MajoranDie meisten Haus- und Schrebergarten zeichnen sich durch Boden- und Mikroklimabedingungen aus, die den Anbau von Kräutern begünstigen.: Gartenböden sind in der Regel fruchtbar, reich an Humus, durchlässig, mit ausreichender Luftfeuchtigkeit, und die Bereiche der Kleingärten und Hausgärten sind vor starken Winden geschützt und gut besonnt.

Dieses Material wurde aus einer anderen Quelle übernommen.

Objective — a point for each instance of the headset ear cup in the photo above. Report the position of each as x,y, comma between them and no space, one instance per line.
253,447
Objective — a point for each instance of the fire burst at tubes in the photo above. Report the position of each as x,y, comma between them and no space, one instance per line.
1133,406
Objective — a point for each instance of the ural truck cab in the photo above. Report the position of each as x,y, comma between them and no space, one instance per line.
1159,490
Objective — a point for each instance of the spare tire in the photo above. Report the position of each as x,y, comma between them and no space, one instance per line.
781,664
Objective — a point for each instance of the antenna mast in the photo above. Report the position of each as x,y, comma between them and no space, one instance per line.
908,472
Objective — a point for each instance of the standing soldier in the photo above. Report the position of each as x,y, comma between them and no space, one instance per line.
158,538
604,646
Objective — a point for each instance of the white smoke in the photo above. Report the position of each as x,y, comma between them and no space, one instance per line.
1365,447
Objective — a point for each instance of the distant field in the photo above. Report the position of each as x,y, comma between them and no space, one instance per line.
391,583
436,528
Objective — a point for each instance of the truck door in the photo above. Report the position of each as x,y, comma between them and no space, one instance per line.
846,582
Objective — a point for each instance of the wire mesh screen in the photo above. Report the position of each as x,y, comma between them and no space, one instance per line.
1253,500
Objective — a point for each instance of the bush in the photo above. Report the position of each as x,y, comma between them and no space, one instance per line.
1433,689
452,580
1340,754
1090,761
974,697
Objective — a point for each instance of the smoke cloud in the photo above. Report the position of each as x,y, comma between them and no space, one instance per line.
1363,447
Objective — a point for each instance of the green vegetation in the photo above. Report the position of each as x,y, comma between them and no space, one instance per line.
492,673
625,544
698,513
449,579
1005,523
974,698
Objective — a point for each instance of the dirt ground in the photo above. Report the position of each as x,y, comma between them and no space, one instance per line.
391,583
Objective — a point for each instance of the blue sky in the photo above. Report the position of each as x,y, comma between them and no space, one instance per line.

Wenn Sandflächen Teil des Gartens sind, aber auch reich an Kalzium, Sie können verwendet werden, um Pflanzen mit geringeren Bodenanforderungen anzubauen: Senf, Hyzop, Koriander, Lavendel, Lebiodka, Kamille oder Thymian. Die meisten der beschriebenen Pflanzen benötigen für ihr Wachstum einen sonnigen Standort, Einige können jedoch auch in halbschattigen Positionen angebaut werden. Zu ihnen gehören: Engelwurz, Estragon, Garten-Dill, Liebstöckel, Minze, Petersilie, Brunnenkresse (gemahlener Pfeffer), Verkäufer, Salbei, Schnittlauch, Kerbel. Viele Kräuterpflanzen reagieren positiv auf organische Düngung, Unterschiedliche Pflanzenarten benötigen unterschiedliche Dosen von Düngemitteln. Liebstöckel, Minze und Paprika erfordern eine direkte Düngung mit hohen Düngergaben (4 kg/m2); Engelwurz, Basilikum, Tscharnuszka, Fenchel und Majoran – Düngung mit hoch dosiertem Mist (4 kg/m2) unter der Vorfrucht; bylica Estragon, kg/m2, Lavendel, Zitronenmelisse und Thymian-Direktdüngung mit mittlerer Güllegabe (2…3 kg/m2). Der Einfachheit halber kann das Prinzip übernommen werden, die meisten Kräuterarten im zweiten Jahr nach der Gülle zu kultivieren. Wenn kein Dünger zur Verfügung steht, Kompost kann an seiner Stelle platziert werden (gut verdaut, mindestens drei Jahre alt) oder als Vorfrucht zum Anbau von Pflanzen für Gründüngung, die nach dem Graben organischen Dünger ergeben, der nur wenig Gülle ergibt.